What are co-packers?

Copackers are third-party food processors that agree to produce a product according to the recipe and requirements of a food business. We refer to these food businesses as “marketers” of the food product. Marketers are distinguishable from the copackers that manufacturer the product. Utilizing a copacker is an effective way to get a product on the shelf with minimal investment in equipment, real estate, and technical knowledge.

Why use co-packers?

Marketers can rely on the copacker’s experience, personnel, and equipment. Marketers get to access sophisticated production within inspected facilities. Copackers also commonly offer professional guidance on things like scaling-up recipes, product development, shelf stability, and product packaging.

What are the legal implications?

Marketers that rely on copackers need to be aware of special liabilities that can arise in contract manufacturing. Copacking creates four distinct buckets of risk for the marketer:

  • Regulatory. Food product marketing is governed by labeling regulations, and manufacturing is governed by federal GMPs. Marketing and manufacturing are performed by different parties in a copacking relationship. Unless there is tight coordination between the marketer and the manufacturer, the product is bound to be misbranded or adulterated.
  • Theft of Intellectual Property. Marketers need to share their product formulas with copackers. Recipes are trade secrets, and sharing trade secrets needs to be done carefully. From the start of the relationship with a copacker, the marketer needs to clearly identify its intellectual property. A copacker’s rights to the trade secrets must terminate after the conclusion of the manufacturing relationship.
  • Food Safety. Marketers are entirely responsible to their customers for product safety. This is true whether or not they operate the machines that make the food. Marketers need to have crystal clear oversight of all food safety documentation related to their products. They also need a trained in-house quality control staff that can independently verify the manufacturer’s compliance with food safety protocols.
  • Commercial. Food manufacturing shares many of the commercial risks of any other manufacturing relationship. Deliveries are late. The wrong goods are shipped. Orders are incomplete. Marketers need to contemplate the legal remedies available to them and put them into the agreement.

These risks and a few others are addressed in shorthand on our nifty Copacking Infographic. Please read further for more of our comprehensive risk management thoughts.

What to include in your co-packer agreement

Marketers can address these risks in a comprehensive manufacturing agreement. Marketers may want to consider including the following items in copacker agreements:

• Set the Commercial Expectation. In copacking, marketers need to focus on details. Details set the commercial expectation for the copacker, and details provide the consumer with a consistent sensory experience. Clear, concise legal writing should describe the product in as much detail as possible. In addition to common sense details like cookie size and scone weight, we routinely describe products by color, pH, salinity, Brix, and even viscosity. It is incredibly important to be thorough. Establishing crisp, objective criteria for the product allows the marketer to reject goods that do not meet the terms in the Agreement. Good descriptions also help you to meet the consumer’s expectation.

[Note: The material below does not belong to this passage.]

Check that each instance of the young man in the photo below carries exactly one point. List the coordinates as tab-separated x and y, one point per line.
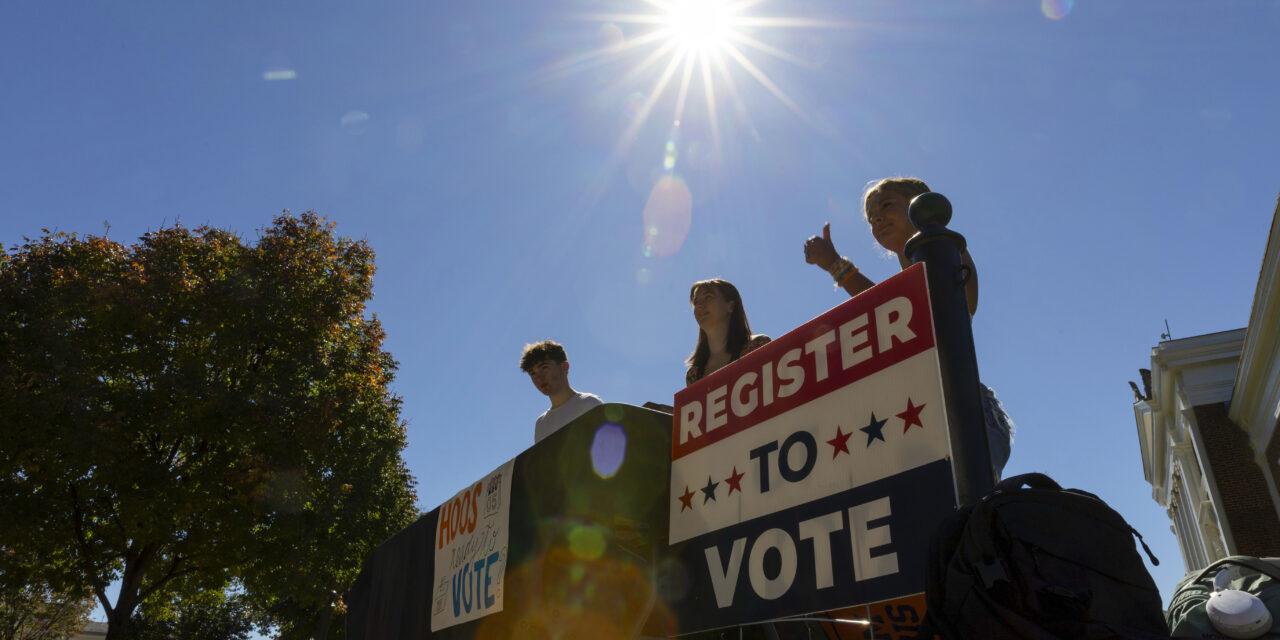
548	369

• Coordination Between Labeling and Manufacturing. As we’ve covered on our food labeling page, any false or misleading information on product labeling means that the product is misbranded. Misbranded foods are subject to Food and Drug Administration sanctions as well as lawsuits by customers. Marketers must incorporate a copy of their label into the agreement. Copackers need comprehensive manufacturing specifications to guarantee that the final product matches the data in the Nutrition Facts Panel of the product label. Copackers also need to warranty that what they put in the package will match what the marketer said on the label.

• Undeclared Allergens. Undeclared allergens are the leading cause of product recalls in the United States. These allergens are usually introduced by accident, like when a manufacturer changes an ingredient supplier and neglects to think-through the labeling implications. A thorough product specification will require a copacker to use only the ingredients specified in the agreement, and no substitutes can be unilaterally made.

• Recalls – A food product recall is an intense experience.  When the public health is at stake, regulators don’t have any patience. They expect answers to manufacturing questions within hours, not days or weeks. Marketers must obligate their copackers to immediately cooperate with information requests during a recall. Recalls are expensive and are not generally covered by a basic commercial liability policy, so parties need to allocate the financial risk of the recall and determine how it will be paid for.

• Intellectual Property – A good non-disclosure agreement can adequately protect your trade secrets at the outset of the relationship. Prior to manufacturing, it is not uncommon for product formulas to undergo modification to meet the copacker’s equipment and staffing. Formula changes can be “assigned” to the marketer in a copacker agreement if they are minor. If the formula changes are more substantial, it might be advisable to enter into a product development agreement prior to the copacker agreement. Non-compete clauses or non-circumvention clauses can supplement these agreements to further insulate the marketer from commercial interference.